Now, I know I said I retired my Problematic Police badge. But I would be remiss to not acknowledge how choosing to air this fight, the episode’s only truly dramatic altercation, sets up a femme vs. masc shaming battle that is a real and complicated issue in the gay community. Dealt with in a nuanced way, it could be interesting in the context of this show. Handled so flippantly here, it merely perpetuates internalized homophobia.
The next day, during a mixer at the pool, things liven up a little. Mostly because we’re treated to some abs. The conversations? Perhaps even more wooden than before. Pressed by Lance Bass to name who looked best in a swimsuit, in other words begged to show a personality, the milquetoast man of our dreams refused to give an answer. (It was Eric. *Swoon.*)

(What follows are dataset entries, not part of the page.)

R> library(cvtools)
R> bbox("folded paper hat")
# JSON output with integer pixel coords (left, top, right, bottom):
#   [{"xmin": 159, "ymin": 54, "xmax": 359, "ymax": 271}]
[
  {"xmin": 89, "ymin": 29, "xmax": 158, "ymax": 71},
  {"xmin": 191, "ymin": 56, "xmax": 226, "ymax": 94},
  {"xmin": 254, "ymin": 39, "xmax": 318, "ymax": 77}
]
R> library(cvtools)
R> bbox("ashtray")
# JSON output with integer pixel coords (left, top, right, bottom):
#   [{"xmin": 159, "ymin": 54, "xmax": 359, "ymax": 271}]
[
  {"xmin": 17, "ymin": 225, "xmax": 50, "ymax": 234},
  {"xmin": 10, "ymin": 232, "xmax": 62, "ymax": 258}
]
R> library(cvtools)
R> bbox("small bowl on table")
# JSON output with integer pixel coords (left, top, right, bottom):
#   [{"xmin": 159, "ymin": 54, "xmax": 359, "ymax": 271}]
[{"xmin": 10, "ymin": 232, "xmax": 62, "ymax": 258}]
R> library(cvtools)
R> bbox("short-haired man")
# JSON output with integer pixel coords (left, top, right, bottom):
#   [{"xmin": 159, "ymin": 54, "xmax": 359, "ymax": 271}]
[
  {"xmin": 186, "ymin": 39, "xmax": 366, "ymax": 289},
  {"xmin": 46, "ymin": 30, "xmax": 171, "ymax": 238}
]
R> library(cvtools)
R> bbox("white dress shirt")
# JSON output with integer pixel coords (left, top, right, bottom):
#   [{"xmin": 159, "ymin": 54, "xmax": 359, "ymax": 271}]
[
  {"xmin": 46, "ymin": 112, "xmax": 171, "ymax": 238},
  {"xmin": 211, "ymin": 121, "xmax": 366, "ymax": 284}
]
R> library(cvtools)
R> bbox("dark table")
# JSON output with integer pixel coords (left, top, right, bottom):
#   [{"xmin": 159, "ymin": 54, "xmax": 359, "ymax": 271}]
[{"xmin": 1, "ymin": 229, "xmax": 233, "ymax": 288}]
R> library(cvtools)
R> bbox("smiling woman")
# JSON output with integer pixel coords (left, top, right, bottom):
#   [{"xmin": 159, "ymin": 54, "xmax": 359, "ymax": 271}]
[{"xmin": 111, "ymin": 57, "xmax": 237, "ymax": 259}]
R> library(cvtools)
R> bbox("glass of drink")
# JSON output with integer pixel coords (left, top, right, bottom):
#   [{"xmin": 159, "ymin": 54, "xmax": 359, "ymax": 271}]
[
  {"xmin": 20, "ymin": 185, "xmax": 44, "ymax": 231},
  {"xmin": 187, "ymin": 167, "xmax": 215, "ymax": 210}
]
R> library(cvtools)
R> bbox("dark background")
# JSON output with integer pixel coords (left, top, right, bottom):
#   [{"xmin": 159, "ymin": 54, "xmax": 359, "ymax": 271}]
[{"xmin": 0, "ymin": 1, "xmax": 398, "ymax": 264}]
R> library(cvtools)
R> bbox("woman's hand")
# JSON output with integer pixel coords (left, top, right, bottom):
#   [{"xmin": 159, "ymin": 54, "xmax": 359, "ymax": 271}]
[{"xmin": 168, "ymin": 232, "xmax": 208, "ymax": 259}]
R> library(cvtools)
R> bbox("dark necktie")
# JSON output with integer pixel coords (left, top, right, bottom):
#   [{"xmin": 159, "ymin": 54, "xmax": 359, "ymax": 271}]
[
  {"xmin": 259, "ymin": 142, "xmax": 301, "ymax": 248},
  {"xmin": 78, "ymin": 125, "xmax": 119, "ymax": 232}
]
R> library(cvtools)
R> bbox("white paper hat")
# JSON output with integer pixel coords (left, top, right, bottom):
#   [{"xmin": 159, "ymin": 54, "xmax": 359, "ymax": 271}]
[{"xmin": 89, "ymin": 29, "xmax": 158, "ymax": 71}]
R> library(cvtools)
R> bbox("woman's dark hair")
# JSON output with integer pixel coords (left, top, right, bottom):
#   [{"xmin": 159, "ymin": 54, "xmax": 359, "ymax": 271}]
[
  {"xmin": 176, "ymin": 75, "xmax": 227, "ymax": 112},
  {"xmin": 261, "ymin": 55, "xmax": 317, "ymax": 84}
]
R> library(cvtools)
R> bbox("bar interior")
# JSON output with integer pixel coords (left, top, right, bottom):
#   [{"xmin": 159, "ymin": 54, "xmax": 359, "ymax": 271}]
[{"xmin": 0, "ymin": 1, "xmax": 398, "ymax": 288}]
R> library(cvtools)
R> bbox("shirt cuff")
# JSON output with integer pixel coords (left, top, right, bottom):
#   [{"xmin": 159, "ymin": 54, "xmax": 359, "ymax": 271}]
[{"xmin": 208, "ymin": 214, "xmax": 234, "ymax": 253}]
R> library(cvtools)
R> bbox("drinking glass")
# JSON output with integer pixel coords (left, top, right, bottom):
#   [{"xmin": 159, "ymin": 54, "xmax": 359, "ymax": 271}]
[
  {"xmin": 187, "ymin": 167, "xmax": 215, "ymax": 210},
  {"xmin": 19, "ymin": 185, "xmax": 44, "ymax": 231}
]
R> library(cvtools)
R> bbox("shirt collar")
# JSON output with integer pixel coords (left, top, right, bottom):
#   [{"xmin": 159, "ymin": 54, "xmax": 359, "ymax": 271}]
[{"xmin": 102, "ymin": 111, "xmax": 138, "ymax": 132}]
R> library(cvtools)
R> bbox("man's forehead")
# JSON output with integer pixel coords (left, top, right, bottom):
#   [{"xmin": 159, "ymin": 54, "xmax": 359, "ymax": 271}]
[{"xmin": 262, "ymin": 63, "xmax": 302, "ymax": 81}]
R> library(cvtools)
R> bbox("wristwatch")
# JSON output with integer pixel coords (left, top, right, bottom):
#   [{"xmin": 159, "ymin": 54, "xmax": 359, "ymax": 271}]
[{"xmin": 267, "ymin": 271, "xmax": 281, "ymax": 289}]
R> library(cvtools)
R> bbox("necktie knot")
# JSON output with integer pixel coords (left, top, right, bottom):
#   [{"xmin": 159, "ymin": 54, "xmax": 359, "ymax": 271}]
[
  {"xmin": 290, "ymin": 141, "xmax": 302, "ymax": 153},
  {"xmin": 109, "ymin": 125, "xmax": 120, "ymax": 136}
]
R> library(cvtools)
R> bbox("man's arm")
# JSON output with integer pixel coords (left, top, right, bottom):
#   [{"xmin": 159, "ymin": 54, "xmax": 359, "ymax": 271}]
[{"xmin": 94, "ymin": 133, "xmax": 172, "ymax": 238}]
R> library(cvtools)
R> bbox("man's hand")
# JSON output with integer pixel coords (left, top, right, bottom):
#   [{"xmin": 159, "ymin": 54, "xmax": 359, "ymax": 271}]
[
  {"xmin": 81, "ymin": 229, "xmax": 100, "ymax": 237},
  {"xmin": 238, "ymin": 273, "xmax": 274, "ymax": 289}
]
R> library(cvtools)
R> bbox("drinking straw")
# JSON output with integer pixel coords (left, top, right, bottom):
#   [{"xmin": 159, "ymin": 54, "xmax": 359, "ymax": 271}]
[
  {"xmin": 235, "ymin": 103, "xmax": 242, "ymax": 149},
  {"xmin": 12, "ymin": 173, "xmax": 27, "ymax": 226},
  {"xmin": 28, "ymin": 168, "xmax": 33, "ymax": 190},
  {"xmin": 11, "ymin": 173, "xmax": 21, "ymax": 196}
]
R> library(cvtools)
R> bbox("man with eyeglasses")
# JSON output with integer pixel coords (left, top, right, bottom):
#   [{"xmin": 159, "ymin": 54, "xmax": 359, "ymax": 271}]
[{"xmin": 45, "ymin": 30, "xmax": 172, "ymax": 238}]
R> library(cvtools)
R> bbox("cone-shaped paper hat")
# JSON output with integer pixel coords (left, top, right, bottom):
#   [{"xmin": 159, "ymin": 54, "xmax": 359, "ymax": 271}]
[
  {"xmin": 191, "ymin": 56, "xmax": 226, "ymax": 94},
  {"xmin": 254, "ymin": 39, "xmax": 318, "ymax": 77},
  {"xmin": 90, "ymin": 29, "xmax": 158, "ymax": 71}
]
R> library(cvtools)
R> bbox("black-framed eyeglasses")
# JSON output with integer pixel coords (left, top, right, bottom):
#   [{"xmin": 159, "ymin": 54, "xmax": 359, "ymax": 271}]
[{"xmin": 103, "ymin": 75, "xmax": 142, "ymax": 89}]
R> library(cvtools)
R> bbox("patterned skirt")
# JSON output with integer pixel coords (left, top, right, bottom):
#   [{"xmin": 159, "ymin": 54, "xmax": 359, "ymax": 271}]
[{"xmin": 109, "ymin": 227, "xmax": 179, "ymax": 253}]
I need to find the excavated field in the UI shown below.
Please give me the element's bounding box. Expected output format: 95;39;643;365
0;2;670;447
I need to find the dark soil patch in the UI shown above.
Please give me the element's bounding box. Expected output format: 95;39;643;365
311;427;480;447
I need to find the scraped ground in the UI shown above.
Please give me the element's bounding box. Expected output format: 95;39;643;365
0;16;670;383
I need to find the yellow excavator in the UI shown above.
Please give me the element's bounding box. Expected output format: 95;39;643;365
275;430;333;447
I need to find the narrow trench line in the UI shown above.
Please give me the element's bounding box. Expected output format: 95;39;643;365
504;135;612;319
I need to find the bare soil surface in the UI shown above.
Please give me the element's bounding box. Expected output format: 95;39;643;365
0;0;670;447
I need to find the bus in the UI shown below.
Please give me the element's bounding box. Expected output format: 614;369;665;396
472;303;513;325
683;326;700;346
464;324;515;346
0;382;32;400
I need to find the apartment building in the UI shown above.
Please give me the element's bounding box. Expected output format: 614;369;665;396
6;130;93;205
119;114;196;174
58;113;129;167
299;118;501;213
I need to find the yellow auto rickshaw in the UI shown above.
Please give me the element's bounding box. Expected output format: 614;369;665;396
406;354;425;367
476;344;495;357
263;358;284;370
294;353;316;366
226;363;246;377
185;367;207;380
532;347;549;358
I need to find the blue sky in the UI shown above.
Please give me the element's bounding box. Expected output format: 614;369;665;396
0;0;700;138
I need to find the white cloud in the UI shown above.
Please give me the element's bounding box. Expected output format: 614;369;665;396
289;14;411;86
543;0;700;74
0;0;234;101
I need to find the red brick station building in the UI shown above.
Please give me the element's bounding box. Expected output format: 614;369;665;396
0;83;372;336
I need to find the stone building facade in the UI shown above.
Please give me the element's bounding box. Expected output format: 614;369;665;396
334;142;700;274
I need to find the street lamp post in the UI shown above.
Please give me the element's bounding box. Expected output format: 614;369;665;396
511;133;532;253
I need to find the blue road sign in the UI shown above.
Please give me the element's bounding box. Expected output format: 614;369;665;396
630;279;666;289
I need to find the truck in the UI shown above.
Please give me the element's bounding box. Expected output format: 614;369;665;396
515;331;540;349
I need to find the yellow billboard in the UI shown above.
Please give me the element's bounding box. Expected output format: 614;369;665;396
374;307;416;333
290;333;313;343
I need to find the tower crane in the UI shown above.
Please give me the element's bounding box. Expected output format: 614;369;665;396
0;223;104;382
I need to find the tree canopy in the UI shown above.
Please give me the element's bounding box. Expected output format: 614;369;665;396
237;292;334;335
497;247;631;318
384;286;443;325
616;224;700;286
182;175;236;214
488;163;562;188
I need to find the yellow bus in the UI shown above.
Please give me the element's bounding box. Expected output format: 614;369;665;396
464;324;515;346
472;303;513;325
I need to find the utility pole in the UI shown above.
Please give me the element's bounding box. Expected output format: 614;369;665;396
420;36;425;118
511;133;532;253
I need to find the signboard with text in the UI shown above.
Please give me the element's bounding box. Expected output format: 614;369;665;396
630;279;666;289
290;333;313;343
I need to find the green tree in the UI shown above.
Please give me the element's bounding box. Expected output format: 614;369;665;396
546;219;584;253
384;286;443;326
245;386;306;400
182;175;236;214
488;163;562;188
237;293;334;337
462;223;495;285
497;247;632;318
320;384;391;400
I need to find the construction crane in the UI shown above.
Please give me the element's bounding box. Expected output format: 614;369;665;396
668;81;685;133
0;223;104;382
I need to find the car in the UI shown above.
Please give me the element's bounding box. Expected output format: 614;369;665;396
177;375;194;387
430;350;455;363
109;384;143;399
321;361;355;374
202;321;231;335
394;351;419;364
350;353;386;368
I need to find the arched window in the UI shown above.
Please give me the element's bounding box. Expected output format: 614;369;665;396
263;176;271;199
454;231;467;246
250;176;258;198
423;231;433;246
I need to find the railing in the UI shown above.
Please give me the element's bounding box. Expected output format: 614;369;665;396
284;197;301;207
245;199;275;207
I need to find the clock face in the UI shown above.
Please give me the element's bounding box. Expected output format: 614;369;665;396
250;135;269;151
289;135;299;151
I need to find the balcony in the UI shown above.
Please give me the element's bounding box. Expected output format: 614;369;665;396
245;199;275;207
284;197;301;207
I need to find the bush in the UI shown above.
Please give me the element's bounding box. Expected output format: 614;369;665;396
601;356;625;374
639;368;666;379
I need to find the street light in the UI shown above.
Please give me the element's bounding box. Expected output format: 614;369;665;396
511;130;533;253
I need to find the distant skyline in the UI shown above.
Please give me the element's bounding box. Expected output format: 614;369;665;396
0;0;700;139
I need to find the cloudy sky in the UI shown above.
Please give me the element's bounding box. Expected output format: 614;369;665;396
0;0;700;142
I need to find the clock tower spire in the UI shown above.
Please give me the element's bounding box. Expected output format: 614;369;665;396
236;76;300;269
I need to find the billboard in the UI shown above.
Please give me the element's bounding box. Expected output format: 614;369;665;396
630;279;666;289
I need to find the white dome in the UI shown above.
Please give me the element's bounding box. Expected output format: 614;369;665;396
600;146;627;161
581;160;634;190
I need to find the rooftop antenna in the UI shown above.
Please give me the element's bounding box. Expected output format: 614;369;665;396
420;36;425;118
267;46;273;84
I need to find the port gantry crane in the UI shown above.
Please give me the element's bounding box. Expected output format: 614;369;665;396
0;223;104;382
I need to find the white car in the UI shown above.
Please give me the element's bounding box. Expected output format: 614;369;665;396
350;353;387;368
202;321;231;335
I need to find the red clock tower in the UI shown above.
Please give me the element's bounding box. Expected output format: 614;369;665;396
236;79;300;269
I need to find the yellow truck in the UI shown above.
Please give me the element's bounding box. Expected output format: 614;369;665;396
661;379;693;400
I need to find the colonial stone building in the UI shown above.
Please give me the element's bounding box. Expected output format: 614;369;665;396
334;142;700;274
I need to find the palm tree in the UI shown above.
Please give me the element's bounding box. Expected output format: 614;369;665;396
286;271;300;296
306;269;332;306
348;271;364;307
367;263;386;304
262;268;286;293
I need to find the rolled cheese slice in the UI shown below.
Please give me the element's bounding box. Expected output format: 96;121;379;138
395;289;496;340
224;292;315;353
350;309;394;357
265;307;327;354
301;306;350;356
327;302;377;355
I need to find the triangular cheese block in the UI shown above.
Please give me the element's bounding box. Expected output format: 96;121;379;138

The rest of the show was as laborious as Finding Prince Charming’s version of “the rose”: putting a black tie on each of the contestants invited back for another week.
Before its premiere, the show has already been marred by negative press for its decision to erase Robert’s past as a sex worker, particularly during the press tour. The network instead preferred to keep Robert on message—to “unify the community”—and highlight his work for the ambiguous nonprofit Atlanta Rainbow Crosswalks.
At best, this is a missed opportunity to have a necessary conversation about sex work in the community and the effect it can have in the long term, especially as a person, like Robert, is striving for that picket fence. At worst, the decision to keep it secret stigmatizes sex work and betrays a TV show’s potential audience.
In a deleted Facebook post, Robert railed against those who attacked him for keeping his past secret. In a more measured interview Thursday with Access Hollywood, he clarified how he ended up as an escort and talked about how he felt violated by a sex tape he made with an ex being leaked.
The conversation, maybe now, is starting. The way so many conversations should be getting started because of a show like this. Reality TV is great at igniting cultural debate, and always has been, whether we’re talking about The Real World confronting how we deal with sexual orientation and race or The Real Housewives bringing everything from empowerment to depression to aging to eating disorders to light.
For all the courage of finally producing a gay dating show, Finding Prince Charming, at least on our first impression, doesn’t have the courage to go deep on any of a host of issues it could be introducing. Heck, it doesn’t even have the courage to be entertaining.
That’s a feat in and of itself. Because, really, how do you put a dozen gay men in a house together and make it boring?